The “cold-chain transmission” theory was discussed prominently at a press conference in Wuhan on Tuesday, where an international team of scientists from the World Health Organisation (WHO) presented the findings of their month-long probe.

“Sars-CoV-2 can persist in conditions found in frozen food, packaging and cold-chain products,” National Health Commission official Liang Wannian said.

If proven true this would support China’s theory that coronavirus originated outside of Wuhan and had already infected humans before the December 2019 infection that kickstarted the global pandemic.

In June, Beijing suffered its first Covid-19 outbreak in 55 days at a wholesale food market, baffling investigators — until they discovered genetic similarities between the infections and viral remnants on imported frozen salmon.

Chinese authorities went on to link several more outbreaks to imported food, including a November incident involving pig heads imported from North America.

Officials found that two workers in port city Tianjin had been infected with coronavirus via the animal heads, after finding genetically similar virus remnants on the ground where the heads had accidentally been dropped.

However local health authorities did not say whether the heads themselves had tested positive for the virus.

Virus researchers in other parts of the world have ruled the chances are low of a worker becoming infected by handling a package that had been sneezed or coughed on by a sick person in another country, but it is possible.

At Tuesday’s press conference Daniel Lucey, an infectious disease specialist at Georgetown University Medical Centre in the US said the frozen food theory didn’t seem like a “very likely legitimate explanation” and would require comparative studies to be proven.

“Of all the seafood markets in China and Asia and around the world how did the cold-chain packaging end up causing an outbreak in Wuhan first?” he asked.

But Dale Fisher, an infectious diseases doctor at the National University of Singapore, said it was “reasonable” for the WHO team to consider the theory.

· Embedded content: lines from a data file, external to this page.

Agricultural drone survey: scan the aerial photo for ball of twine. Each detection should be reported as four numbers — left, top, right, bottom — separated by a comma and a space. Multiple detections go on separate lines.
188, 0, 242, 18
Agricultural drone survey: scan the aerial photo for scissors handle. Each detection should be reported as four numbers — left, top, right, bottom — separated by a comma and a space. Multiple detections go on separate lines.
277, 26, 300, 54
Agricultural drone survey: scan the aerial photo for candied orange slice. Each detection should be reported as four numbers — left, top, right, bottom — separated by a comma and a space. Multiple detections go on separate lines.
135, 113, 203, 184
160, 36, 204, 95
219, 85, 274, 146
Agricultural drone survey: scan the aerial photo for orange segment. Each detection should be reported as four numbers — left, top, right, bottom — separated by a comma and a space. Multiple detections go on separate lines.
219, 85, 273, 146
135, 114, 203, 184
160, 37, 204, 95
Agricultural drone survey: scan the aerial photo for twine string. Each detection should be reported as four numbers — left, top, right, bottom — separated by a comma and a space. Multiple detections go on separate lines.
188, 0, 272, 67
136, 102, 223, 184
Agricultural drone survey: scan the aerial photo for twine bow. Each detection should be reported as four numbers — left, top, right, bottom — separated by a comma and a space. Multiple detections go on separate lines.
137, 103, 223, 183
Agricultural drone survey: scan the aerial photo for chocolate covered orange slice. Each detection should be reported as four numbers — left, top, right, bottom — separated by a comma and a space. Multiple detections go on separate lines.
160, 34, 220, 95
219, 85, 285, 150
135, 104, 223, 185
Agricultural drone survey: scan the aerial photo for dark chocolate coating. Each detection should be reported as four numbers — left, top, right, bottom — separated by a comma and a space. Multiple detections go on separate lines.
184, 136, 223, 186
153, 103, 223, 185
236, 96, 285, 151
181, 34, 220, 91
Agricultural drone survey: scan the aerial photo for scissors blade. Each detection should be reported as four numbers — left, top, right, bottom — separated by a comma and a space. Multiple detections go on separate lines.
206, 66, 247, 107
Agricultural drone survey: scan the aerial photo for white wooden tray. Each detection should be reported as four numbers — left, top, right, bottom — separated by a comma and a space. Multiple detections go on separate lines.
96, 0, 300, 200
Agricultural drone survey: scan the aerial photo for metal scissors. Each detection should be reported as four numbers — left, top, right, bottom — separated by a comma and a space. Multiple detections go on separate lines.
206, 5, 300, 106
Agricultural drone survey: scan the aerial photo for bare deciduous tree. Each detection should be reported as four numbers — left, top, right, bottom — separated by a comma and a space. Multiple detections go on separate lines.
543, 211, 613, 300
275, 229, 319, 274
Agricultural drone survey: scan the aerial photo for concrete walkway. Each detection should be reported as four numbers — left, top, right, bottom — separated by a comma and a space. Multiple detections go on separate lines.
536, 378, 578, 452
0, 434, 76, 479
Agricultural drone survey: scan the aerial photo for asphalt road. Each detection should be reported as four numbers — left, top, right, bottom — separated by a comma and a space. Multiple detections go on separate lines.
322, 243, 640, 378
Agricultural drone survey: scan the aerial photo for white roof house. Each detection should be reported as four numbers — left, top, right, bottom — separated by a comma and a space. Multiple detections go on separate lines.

“The cold-chain [transmission] theory really comes on the idea that there are outbreaks happening in the meat processing plants in another country,” he said.

“But it’s very unlikely there was a widespread disease spread happening before Wuhan.”

The WHO team said the prevailing theory that the virus leapt to humans from an intermediary animal remains the most likely but further research into the cold-chain theory is warranted.

This theory that coronavirus leaked from the Wuhan Institute of Virology was “extremely unlikely”, they added.